Geisel nahm den Namen „Seuss“ von der mütterlichen Seite der Familie. Doch die Geschichte hinter dem Spitznamen geht viel tiefer als das. Als Student in Dartmouth während der Prohibition wurde er eines Nachts beim Trinken von Gin mit seinen Kommilitonen erwischt. Mit Schmuggelware erwischt zu werden, war zu dieser Zeit ein schweres Vergehen. Er wurde zwar nicht von der Schule verwiesen, aber er musste seine außerschulischen Aktivitäten aufgeben, darunter auch seinen Posten als Chefredakteur der Jack-O-Lantern. Da Theodor Geisel nicht aufgeben wollte, fand er einen cleveren Weg, sich weiterhin zu engagieren: Er würde weiter schreiben, nur nicht unter seinem eigenen Namen. Und so wurde Dr. Seuss geboren.

Der inzwischen berühmte Name erfuhr im Laufe der Zeit einige Änderungen. Die wahre Aussprache von Seuss, dem deutschstämmigen Familiennamen, reimt sich auf „Stimme“. Von Anfang an sprachen die meisten Leser den Namen falsch aus, so wie Sie oder ich es tun würden, und ließen das Pseudonym auf „Saft“ reimen. Geisel akzeptierte bald die populärere Interpretation, da er die Ähnlichkeit mit der fiktiven Kindermärchenerzählerin Mutter Gans schätzte.

Ein paar Monate nach seinem Umzug nach New York bekam Geisel einen Job beim Judge Magazine. Bei dieser Publikation sollte er später unter dem Pseudonym Dr. Seuss arbeiten. Hier begann Geisel, seinen ausgeprägten Illustrationsstil zu verfeinern, wie man an Arbeiten wie diesem Titelbild von 1933 für das Magazin sehen kann. Geisel fand auch lukrative Nebenprojekte in der Werbung, illustrierte und verlieh seine Vision an prominente Unternehmen wie GE, NBC und Standard Oil.

Zwischen Theodor Geisels Umzug nach New York und der Veröffentlichung seines ersten Kinderbuchs lagen zehn Jahre. Der Autor wurde an Ablehnung gewöhnt; über zwei Dutzend Verlage lehnten sein erstes Manuskript ab. Was heute den Reiz eines Dr. Seuss-Buches ausmacht – sein Sinn für das Spielerische, seine Weigerung, Kinder zu belehren – war genau das, wovor die Verleger Angst hatten. Wäre es nicht zu einer zufälligen Begegnung mit einem Verleger und ehemaligen Dartmouth-Klassenkameraden auf der Straße gekommen, wäre das Schicksal von Dr. Seuss kaum zu erahnen. „Wenn ich auf der anderen Seite der Madison Avenue entlang gegangen wäre“, sagte Geisel, „wäre ich heute in der chemischen Reinigung.“

Seuss‘ Manuskript, über einen Jungen, der für seinen Vater eine falsche und komplexe Geschichte spinnt, wurde von den Verlegern als verwirrend empfunden, die es gewohnt waren, Moral in ihren Kinderbüchern zu finden. Dr. Seuss Bücher sind nicht ohne Lektionen für Kinder, aber sie sind mit dem Verständnis geschrieben, dass Kinder eine einfache gute Geschichte verdienen, ohne, wie er sagte, belehrt zu werden.

Das Buch erforderte auch eine Menge Arbeit.

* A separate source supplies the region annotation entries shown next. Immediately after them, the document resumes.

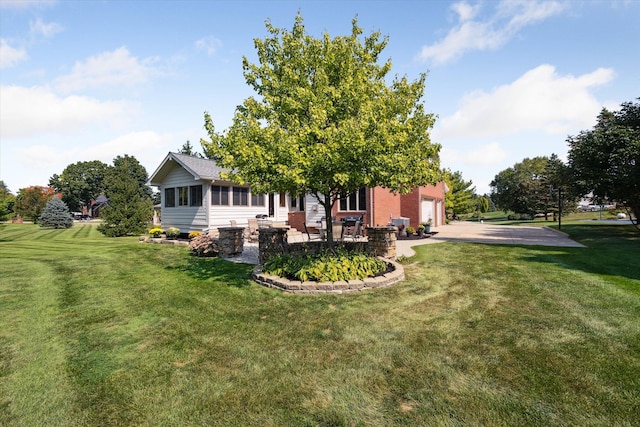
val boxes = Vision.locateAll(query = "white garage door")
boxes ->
[420,200,434,222]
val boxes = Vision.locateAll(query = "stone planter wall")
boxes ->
[367,226,398,259]
[258,227,289,264]
[218,227,244,257]
[258,227,398,264]
[252,259,404,294]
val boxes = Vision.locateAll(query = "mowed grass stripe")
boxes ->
[0,222,640,426]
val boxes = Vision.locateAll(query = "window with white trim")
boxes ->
[338,188,367,211]
[178,187,189,206]
[164,187,176,208]
[233,187,249,206]
[211,185,229,206]
[189,185,202,206]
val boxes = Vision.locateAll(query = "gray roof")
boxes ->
[149,152,226,185]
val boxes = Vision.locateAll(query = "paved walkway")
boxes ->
[225,221,584,264]
[396,221,585,257]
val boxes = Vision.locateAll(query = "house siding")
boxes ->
[158,166,208,233]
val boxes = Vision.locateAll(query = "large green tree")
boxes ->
[201,14,440,246]
[0,181,16,221]
[444,170,477,218]
[49,160,109,211]
[14,185,55,224]
[98,155,153,237]
[567,98,640,222]
[489,156,549,217]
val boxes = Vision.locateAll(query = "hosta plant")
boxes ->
[189,234,220,257]
[262,251,387,282]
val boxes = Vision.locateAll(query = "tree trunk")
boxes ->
[320,199,333,251]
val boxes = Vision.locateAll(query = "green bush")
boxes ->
[262,251,387,282]
[189,234,220,257]
[40,197,73,228]
[165,227,180,239]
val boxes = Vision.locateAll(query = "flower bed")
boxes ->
[252,258,404,294]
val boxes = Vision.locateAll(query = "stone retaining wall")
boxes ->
[258,227,398,264]
[218,227,244,257]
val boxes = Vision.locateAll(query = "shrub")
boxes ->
[189,234,220,257]
[149,227,164,238]
[262,251,387,282]
[165,227,180,239]
[40,197,73,228]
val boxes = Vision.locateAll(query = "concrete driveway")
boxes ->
[396,221,585,257]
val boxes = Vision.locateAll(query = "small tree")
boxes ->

Geisel war ein Perfektionist und verbrachte sechs Monate damit, sein Debüt, And To Think That I Saw It On Mulberry Street, genau richtig hinzubekommen, indem er es überarbeitete und sich mit seiner Frau über jede Zeile seiner Verse beriet. Das Buch wurde gut aufgenommen, und Geisel hatte einige Fürsprecher, die von der Originalität des Buches angetan waren. Die Bibliothekarin und Pädagogin Anne Carroll Moore fand das Buch großartig und schickte sogar ein Exemplar an Beatrix Potter, die den angehenden Kinderbuchautor ebenfalls bewunderte. Nach einem so langen Kampf mit den Verlegern kann man sich leicht vorstellen, warum Geisel für die positive Aufnahme empfänglich war. Er prägte sich sogar eine positive Ein-Satz-Kritik über „Mulberry Street“ im „New Yorker“ ein, die er ein Leben lang aufbewahrte.

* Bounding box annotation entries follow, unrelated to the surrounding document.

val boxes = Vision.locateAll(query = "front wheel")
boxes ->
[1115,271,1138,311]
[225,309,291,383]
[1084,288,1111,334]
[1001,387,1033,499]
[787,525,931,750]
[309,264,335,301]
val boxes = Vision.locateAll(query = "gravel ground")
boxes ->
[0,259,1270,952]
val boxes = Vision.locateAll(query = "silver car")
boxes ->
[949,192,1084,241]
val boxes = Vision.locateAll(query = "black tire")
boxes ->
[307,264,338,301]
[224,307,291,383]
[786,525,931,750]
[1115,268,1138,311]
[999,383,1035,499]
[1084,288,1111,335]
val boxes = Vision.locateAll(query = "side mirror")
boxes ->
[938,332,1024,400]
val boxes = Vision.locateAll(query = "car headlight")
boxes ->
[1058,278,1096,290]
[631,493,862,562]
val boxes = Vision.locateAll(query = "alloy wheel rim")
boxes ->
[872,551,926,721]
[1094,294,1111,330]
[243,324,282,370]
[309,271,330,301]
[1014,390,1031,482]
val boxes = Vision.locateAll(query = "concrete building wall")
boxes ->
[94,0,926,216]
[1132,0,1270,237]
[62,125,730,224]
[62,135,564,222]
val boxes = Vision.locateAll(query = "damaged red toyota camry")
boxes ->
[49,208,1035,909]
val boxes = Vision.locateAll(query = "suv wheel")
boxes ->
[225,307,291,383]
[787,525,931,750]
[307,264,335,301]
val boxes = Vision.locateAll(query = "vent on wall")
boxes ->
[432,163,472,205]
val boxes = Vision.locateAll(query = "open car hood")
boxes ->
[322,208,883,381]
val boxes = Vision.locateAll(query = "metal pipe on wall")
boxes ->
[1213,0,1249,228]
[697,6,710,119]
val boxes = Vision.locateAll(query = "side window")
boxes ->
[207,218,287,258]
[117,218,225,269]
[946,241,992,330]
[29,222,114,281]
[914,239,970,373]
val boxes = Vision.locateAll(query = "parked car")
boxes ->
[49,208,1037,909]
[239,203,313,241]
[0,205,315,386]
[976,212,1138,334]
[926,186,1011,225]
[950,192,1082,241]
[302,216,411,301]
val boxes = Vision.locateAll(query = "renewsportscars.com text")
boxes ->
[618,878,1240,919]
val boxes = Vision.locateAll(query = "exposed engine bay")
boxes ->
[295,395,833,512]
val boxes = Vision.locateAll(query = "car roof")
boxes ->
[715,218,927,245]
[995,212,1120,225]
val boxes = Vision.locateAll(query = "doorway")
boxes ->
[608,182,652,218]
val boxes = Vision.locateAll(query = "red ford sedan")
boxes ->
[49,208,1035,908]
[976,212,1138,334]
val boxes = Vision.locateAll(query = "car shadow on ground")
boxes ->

Nach „Mulberry Street“ schrieb Geisel drei weitere Bücher in Prosa. Eines davon war ein Buch für Erwachsene mit dem Titel The Seven Lady Godivas, in dem er versuchte, nackte Frauen zu illustrieren. Das Buch verkaufte sich schlecht, und Geisel bezeichnete es später als seinen „größten Misserfolg“. Heute können Kopien des Buches für Hunderte von Dollar verkauft werden.

Aber was bedeutet schon ein kleiner Patzer hier oder eine Phase der Unruhe dort für das Vermächtnis von Dr. Seuss? Bis heute ist er mit über 600 Millionen verkauften Büchern einer der berühmtesten Autoren der englischsprachigen Welt. Liebe, Glück, Arbeit – alle tragen zu den Erfolgen von Dr. Seuss bei, keiner wichtiger als der andere. Ob es eine Moral gibt, ist weniger wichtig, als dass die Geschichte gut ist.